I completely disagree. It makes a huge difference, especially if the second son is not limited to a fratricidal competition with his brother but is given an even starting place in a meritocratic competition for places inside the local economy. Then his incentives will be to succeed locally. The main driver of the "second sons" is the favoring of the firstborn for inheritance and place. Primogeniture was both the success of the European feudal system (by avoiding Kenya's problem) and the driver of its external aggressiveness.

Well, we do completely disagree. I see the major problem with the "2'nd son" being a winner take all issue. It is completely irrelevant how the winner is selected. The problem is that the loser is shut out.
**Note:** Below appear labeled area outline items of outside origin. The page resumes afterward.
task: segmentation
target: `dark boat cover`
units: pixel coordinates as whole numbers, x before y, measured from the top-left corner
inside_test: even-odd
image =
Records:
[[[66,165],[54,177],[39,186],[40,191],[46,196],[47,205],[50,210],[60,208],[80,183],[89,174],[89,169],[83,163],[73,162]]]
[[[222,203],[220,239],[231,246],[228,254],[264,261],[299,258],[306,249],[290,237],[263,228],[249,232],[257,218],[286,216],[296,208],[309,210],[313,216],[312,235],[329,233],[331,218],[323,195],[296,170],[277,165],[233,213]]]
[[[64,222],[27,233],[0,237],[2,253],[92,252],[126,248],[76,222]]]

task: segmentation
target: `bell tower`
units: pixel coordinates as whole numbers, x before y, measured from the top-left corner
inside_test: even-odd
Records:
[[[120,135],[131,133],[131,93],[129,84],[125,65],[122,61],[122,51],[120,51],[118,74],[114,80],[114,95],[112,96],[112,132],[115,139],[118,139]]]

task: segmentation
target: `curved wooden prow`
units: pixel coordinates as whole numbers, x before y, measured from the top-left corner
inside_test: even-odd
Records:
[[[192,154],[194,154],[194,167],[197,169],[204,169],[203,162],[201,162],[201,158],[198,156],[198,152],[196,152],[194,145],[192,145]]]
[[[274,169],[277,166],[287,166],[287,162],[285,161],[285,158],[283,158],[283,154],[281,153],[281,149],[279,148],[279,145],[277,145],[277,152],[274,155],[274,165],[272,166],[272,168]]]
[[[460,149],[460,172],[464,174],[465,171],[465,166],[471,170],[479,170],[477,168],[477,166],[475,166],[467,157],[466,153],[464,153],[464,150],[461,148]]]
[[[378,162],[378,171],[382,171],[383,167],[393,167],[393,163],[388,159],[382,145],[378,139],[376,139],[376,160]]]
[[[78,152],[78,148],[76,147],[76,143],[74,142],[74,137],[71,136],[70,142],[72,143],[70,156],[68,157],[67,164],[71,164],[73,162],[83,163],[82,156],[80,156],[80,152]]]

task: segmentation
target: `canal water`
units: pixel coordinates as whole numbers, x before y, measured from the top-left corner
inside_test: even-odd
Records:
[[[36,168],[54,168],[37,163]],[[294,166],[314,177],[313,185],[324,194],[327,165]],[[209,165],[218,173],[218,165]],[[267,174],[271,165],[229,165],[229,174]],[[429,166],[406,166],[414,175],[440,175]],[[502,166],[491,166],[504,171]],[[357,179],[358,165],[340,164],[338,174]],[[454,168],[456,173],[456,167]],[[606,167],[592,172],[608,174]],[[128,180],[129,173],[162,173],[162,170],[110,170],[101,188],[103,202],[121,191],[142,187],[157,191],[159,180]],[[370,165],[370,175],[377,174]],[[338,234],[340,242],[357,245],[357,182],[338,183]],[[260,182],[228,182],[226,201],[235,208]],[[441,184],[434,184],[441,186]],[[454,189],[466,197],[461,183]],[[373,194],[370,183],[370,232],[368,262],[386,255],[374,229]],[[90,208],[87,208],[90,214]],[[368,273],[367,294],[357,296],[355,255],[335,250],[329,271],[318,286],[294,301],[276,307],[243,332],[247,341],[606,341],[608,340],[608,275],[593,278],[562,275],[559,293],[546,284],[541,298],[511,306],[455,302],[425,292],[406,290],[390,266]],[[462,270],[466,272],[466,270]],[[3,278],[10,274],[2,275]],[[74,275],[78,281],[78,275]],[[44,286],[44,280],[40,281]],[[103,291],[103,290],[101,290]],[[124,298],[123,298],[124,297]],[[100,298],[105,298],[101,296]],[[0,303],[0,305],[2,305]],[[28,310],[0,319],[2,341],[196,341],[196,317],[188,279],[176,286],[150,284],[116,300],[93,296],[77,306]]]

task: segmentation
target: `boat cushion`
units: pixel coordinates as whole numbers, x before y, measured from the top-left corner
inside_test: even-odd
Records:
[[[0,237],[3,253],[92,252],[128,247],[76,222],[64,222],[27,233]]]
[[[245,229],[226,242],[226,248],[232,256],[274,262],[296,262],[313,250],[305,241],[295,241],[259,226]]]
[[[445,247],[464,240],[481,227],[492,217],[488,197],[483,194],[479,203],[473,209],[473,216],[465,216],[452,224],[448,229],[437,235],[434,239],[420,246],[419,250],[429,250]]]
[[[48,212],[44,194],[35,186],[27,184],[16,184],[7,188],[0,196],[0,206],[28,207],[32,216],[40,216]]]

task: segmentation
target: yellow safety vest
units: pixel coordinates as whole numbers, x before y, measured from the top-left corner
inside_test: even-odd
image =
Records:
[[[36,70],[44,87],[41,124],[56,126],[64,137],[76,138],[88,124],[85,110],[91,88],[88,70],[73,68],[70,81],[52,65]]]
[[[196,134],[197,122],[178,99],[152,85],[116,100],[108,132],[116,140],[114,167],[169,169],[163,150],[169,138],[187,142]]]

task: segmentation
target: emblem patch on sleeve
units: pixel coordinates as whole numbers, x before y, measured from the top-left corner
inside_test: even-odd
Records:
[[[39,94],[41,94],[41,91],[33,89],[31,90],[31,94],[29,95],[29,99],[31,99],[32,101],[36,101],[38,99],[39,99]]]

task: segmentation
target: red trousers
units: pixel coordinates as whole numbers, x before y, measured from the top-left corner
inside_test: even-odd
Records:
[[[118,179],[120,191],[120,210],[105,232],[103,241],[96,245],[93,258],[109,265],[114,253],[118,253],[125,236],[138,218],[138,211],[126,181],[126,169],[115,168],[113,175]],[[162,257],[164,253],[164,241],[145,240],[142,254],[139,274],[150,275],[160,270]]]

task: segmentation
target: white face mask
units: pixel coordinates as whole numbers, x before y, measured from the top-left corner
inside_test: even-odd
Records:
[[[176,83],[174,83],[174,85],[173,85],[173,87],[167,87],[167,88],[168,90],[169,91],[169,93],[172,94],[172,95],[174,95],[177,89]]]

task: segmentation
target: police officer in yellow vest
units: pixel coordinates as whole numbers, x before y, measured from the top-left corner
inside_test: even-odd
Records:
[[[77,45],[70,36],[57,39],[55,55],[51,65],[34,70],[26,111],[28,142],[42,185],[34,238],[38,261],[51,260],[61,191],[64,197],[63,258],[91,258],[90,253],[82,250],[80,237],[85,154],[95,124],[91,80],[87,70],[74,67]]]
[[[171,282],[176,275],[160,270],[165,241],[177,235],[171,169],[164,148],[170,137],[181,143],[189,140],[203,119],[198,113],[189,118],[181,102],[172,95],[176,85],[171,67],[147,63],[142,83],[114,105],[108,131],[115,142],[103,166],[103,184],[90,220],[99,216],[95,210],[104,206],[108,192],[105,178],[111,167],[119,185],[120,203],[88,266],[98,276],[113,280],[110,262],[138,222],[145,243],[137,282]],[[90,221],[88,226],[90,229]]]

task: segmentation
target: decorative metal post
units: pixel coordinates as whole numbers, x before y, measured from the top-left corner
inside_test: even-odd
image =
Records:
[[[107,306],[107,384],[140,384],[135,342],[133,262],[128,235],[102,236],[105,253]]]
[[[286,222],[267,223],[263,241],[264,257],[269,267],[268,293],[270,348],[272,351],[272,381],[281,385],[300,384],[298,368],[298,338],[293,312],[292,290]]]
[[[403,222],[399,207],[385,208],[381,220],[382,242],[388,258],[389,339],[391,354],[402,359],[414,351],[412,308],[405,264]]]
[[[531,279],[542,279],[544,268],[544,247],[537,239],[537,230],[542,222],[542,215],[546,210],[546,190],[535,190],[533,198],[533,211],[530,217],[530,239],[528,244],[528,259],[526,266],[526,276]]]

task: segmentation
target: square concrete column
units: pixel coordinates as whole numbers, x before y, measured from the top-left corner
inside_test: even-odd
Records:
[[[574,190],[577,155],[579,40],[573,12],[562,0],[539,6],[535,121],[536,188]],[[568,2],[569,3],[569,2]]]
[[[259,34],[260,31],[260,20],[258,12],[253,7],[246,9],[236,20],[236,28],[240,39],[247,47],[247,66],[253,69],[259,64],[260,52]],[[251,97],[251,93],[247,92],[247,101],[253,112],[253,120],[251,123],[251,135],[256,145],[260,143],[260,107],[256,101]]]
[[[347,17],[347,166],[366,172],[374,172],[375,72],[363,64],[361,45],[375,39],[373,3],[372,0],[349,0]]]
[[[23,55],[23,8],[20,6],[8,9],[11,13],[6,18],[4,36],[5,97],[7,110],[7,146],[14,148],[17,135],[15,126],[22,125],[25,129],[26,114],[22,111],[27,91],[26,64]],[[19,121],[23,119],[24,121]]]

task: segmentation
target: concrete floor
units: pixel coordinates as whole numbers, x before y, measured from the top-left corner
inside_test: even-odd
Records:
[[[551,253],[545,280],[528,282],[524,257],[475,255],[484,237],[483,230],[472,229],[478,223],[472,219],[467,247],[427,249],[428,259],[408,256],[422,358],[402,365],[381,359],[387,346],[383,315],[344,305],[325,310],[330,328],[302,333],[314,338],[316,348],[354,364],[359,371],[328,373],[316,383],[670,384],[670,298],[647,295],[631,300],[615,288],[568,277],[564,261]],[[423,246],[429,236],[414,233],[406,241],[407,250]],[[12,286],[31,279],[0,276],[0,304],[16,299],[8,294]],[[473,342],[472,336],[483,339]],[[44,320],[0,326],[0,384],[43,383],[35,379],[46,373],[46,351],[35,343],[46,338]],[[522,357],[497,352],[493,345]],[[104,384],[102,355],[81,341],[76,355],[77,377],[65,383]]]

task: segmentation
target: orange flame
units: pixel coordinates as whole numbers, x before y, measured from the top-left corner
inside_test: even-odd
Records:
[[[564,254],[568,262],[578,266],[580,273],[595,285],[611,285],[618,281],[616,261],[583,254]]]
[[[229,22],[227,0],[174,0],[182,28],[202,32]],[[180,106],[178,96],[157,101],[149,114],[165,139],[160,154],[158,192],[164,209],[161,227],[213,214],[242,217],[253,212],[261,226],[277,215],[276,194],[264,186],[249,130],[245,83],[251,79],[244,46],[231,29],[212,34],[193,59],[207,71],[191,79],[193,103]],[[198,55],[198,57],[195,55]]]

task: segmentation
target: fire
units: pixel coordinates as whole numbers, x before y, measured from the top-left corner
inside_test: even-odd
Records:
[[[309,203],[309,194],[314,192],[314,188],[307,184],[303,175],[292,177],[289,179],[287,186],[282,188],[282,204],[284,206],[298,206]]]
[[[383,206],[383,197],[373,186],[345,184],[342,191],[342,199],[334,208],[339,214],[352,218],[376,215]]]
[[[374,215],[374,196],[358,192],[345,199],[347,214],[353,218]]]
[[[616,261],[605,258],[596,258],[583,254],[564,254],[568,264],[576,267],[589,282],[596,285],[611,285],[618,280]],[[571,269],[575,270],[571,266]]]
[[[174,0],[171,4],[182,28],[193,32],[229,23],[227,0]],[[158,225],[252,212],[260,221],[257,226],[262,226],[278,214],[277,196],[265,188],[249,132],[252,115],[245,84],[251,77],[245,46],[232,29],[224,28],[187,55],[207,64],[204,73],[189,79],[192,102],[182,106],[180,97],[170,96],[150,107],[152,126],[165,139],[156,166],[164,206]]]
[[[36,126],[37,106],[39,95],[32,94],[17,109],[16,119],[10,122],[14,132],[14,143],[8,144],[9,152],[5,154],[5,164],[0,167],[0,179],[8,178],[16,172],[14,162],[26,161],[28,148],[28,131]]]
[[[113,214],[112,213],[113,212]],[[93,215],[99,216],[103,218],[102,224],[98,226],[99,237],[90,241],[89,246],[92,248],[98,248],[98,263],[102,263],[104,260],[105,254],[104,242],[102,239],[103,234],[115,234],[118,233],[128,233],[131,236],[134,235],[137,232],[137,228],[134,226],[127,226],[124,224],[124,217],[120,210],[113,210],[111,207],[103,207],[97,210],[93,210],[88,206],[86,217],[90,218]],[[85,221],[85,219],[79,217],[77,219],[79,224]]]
The "2'nd son" problem disappears if both are allowed to achieve.

Often they don't even seem to consider the possibility of movement, but speak as if "people in the upper quintile" were a fixed set.

Given the rise of fortunes in the tech age, which are mostly new fortunes, it is hard to believe that anyone would doubt mobility. What I see as the crucial issue is that America has shifted very far to the superstar mentality. This is true in sports, entertainment, and business. Lots of kids in the ghetto dream (and spend hugh fractions of their time trying) of making it to the NBA, but there are not many slots to fill. Those that do make it are well compensated. Those how don't get nothing, or very little. The only relevance that mobility provides is that it means the NBA has the best players. IMO, it is OK in sports because those who don't make it can go do something more productive in life. It is a much bigger problem when our economy in general adapts this mindset. We reward a small % with most the wealth, but those at the bottom can't leave the economy to do something more useful elsewhere.

I'm not saying things are dangerous yet, it just interests me that the drift seems to be going that way. Difficult to predict what will happen, but one should not be oblivious to trends.